La segunda posibilidad es que sean unos sesenteros y todavía estén soñando con el "avanzar sin transar" y otras tonterías semejantes. Sería una mala explicación. Ciertamente existen esos nostálgicos, pero suelen ser más jóvenes y actúan como si un pacto de sangre les impidiera acercarse a Piñera. No es el caso de quienes van a hablar con él.
La tercera posibilidad es que les falte autoestima. A políticos como Ricardo Lagos no se les ocurre armar una pataleta para autojustificarse por entablar un diálogo con quien piensa distinto en temas relevantes para el país. Pero el caso de la gente insegura es diferente. Esta razón me convence más que las otras.
Hay, sin embargo, otra explicación posible para la actitud de ciertos opositores que tienen una cara en privado y otra ante las cámaras: cabe que ese carácter bifronte se deba al temor a disgustar a Twitter. En otras palabras, carecen de la valentía del político de verdad, que es capaz de contrariar de vez en cuando a las masas porque busca liderarlas.
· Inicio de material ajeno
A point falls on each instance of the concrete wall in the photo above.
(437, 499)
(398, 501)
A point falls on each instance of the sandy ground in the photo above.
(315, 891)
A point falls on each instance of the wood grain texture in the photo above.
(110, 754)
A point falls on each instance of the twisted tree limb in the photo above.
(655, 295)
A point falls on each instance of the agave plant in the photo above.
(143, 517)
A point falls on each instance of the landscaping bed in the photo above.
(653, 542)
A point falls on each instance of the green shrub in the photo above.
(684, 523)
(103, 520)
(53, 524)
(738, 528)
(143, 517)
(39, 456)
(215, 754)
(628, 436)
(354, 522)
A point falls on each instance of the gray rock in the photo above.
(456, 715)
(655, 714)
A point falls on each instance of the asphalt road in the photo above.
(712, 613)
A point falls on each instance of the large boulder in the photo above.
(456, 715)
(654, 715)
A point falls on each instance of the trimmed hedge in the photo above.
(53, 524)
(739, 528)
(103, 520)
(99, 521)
En realidad, la grosería era cobardía.
La cobardía, empero, no es patrimonio de los políticos de oposición, ella puede afectar a otras autoridades. Pensemos, por ejemplo, en ciertos rectores del CRUCh. Son gente inteligente, que sabe que la plata no alcanza para todo y que hay cosas más importantes y urgentes que financiar un año adicional a los alumnos que se han atrasado en sus carreras (que nadie sea tan mal pensado como para imaginar que eso pudiera tener relación alguna con huelgas, tomas y otros actos dirigidos a conseguir la excelencia educativa).
El problema de esos rectores es que resulta incómodo decir a los alumnos que deben estudiar en serio, como se atrevió a señalar Agustín Squella -poco sospechoso de fascismo-, en una reciente columna ("Elegir es comprometerse"). Tampoco es grato reconocer la propia negligencia: a pesar de saber hace años que venía este problema, no tomaron medidas suficientes para promover una titulación oportuna de los alumnos. Mucho más incómodo resulta explicarles que la mayoría de los chilenos no queremos pagar esos años adicionales mientras los niños del Sename tengan razones para seguir llorando. Como todo esto es desagradable, le exigen a la ministra Cubillos que extienda la gratuidad, y para justificar su falta de valentía la amenazan con "la calle". Feo, muy feo.
Ahora bien, hay cobardías que son más aparentes que reales. Veamos otro ejemplo. Cuando supe de las pifias al Presidente Piñera en el recital de Paul McCartney de la semana pasada pensé: "los partidarios del gobierno que estaban allí son unos cobardes". Mi torpe razonamiento parecía perfecto: es lógico que los adherentes al Frente Amplio que pagaron $ 220.400 para ver a Paul en Pacífico Medio hayan pifiado al Presidente Piñera; con esto se limitaron a cumplir su deber.
Con todo, como era un concierto de McCartney y no de Quilapayún, era claro que una parte del público correspondía a gente que había votado por Piñera en las últimas elecciones y que probablemente piensa que su actual presidencia es mejor que la anterior. Si esto es así, querría decir que esa gente se asustó y no se atrevió a enfrentar con los propios aplausos los silbidos de la izquierda y de aquellos que pifiaban solo por entretenerse, es decir, para tener dos espectáculos por el precio de uno.
Las cosas, sin embargo, no son tan simples como indicaba mi primera reacción. Un recital es un recital y no un acto partidista, y no resulta razonable entrar al juego de quienes quieren politizarlo todo. Entre las pifias de la izquierda y las canciones de Paul no hay donde perderse. Pero para oír "Eleanor Rigby" o "Blackbird" hay que estar en silencio.
En suma, las pifias del recital no tienen más importancia que las pataletas de los políticos de izquierda ante las cámaras tras una visita a La Moneda. Probablemente no eran más que un ejercicio de autoafirmación de quienes deben demostrar constantemente que toda la realidad está teñida por el conflicto. Sebastián Piñera no debería gastar un minuto en recordar esos abucheos, porque podría perder de vista un importante mensaje que le transmitió McCartney hacia el final de su presentación: "Don't carry the world upon your shoulders" Quizá ese sea el secreto de la eterna vigencia de Paul.